Autumn Landscape
Lin Fengmian (1900 – 1991)
- Date: 1977 – 1978
- Medium: Ink and color on paper (Square Format/Doufang)
- Dimensions: 67.5 x 68 cm
- Classification: Modern Chinese Painting
The Artist
Born in 1900, Lin Fengmian’s life paralleled the tumultuous history of the 20th century. He traveled to France in 1919 to study, graduating from the École Nationale Supérieure des Beaux-Arts in Paris. Upon returning to China in 1926, he immediately assumed the role of President at the National Beijing Art College. In 1928, he founded the National Academy of Art in Hangzhou (the predecessor of the China Academy of Art).

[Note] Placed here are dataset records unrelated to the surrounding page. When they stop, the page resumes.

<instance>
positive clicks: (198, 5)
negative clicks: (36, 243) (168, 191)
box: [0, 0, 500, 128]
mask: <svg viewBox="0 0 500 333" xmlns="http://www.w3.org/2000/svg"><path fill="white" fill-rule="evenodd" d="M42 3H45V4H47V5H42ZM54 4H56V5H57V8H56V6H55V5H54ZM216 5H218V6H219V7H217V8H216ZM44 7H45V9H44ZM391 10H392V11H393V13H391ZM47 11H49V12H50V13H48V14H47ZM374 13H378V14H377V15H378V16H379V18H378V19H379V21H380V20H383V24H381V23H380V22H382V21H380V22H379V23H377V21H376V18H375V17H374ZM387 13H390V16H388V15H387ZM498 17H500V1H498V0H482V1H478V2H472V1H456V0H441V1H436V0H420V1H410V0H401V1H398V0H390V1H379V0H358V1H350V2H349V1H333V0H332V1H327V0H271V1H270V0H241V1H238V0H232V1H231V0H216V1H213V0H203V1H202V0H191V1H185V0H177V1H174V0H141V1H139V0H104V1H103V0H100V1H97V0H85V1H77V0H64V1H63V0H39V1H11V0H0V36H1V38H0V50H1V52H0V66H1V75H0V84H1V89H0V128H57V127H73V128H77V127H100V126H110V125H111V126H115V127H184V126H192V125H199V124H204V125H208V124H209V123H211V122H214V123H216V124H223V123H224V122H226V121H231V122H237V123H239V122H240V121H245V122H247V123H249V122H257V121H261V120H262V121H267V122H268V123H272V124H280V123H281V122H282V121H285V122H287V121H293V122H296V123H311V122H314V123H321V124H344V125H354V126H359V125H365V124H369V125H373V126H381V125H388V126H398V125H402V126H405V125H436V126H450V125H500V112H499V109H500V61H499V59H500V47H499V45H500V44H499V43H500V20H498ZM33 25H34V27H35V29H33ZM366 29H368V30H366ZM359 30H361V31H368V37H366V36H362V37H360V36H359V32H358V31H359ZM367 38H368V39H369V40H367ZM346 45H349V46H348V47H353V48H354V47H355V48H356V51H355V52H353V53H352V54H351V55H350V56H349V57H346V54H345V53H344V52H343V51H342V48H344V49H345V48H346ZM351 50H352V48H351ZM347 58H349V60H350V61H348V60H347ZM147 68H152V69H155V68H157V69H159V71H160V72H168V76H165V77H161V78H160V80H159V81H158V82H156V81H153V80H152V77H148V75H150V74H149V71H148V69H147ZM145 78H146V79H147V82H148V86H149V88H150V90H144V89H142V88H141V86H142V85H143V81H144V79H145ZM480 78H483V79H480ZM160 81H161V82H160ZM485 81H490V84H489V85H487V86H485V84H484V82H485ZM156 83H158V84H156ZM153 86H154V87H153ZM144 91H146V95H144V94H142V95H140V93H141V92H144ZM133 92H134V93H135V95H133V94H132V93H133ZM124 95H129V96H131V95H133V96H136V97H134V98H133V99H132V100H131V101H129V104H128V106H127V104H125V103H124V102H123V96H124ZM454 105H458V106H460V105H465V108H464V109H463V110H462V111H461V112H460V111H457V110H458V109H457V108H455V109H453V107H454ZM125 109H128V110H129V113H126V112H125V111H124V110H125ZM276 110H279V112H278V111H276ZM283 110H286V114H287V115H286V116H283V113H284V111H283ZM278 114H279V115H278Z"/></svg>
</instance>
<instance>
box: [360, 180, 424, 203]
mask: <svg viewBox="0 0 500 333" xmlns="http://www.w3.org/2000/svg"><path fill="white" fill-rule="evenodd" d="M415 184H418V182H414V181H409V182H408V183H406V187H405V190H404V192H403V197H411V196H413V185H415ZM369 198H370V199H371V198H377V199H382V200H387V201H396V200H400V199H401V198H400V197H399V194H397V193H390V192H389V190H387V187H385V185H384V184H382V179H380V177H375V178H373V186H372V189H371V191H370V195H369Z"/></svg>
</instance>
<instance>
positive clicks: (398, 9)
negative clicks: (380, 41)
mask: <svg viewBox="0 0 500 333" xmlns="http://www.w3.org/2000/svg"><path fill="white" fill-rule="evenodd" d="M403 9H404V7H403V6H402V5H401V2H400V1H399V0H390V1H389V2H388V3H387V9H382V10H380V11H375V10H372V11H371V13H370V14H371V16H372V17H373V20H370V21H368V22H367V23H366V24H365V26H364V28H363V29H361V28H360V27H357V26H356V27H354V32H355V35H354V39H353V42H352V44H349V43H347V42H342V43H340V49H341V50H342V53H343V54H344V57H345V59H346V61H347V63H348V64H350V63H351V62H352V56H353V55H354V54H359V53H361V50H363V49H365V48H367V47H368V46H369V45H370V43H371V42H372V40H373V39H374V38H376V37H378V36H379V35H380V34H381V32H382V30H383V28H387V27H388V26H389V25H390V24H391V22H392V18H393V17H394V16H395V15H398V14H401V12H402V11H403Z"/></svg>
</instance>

During the Second Sino-Japanese War, he retreated to Chongqing. After the war, he lived in solitude in Shanghai, creating art with intense dedication. During the Cultural Revolution, Lin suffered four years of unjust imprisonment, and his paintings were destroyed. In his later years, he settled in Hong Kong, dedicating the remainder of his life to his craft. Lin Fengmian wrote a rich chapter in the history of 20th-century Chinese art, mentoring giants such as Li Keran, Wu Guanzhong, Zao Wou-Ki, and Chu Teh-Chun. He is undeniably a grandmaster of his generation.
Style & Technique
Lin Fengmian pioneered the use of the square format for landscape painting, a departure from the traditional vertical or horizontal scrolls of Chinese landscape art. He had a particular fondness for depicting backlit scenery. In this work, he established a base with ink wash, layered with dots of red and yellow foliage, and added bright blues and deep purples around the mountains to create a backlit effect (contre-jour). Through this technique, he explored and reformed the relationship between color and light in Chinese painting, fusing Eastern and Western traditions.
This theme of autumn scenery largely stems from the artist’s trip to Tianping Mountain in Suzhou in the autumn of 1953. Following this trip, he told his students of his intention to create “New Landscapes.” From that point on, Lin Fengmian increasingly favored painting autumn scenes.
This specific piece, Autumn Landscape, created after his move to Hong Kong, utilizes the square composition that best reflects the artist’s structural characteristics. It uses perspective to display farmhouses nestled in an autumn forest. However, the cautious and meticulous style seen in his works from the 1950s through the 1970s has vanished completely, replaced here by a realm of free, uninhibited color.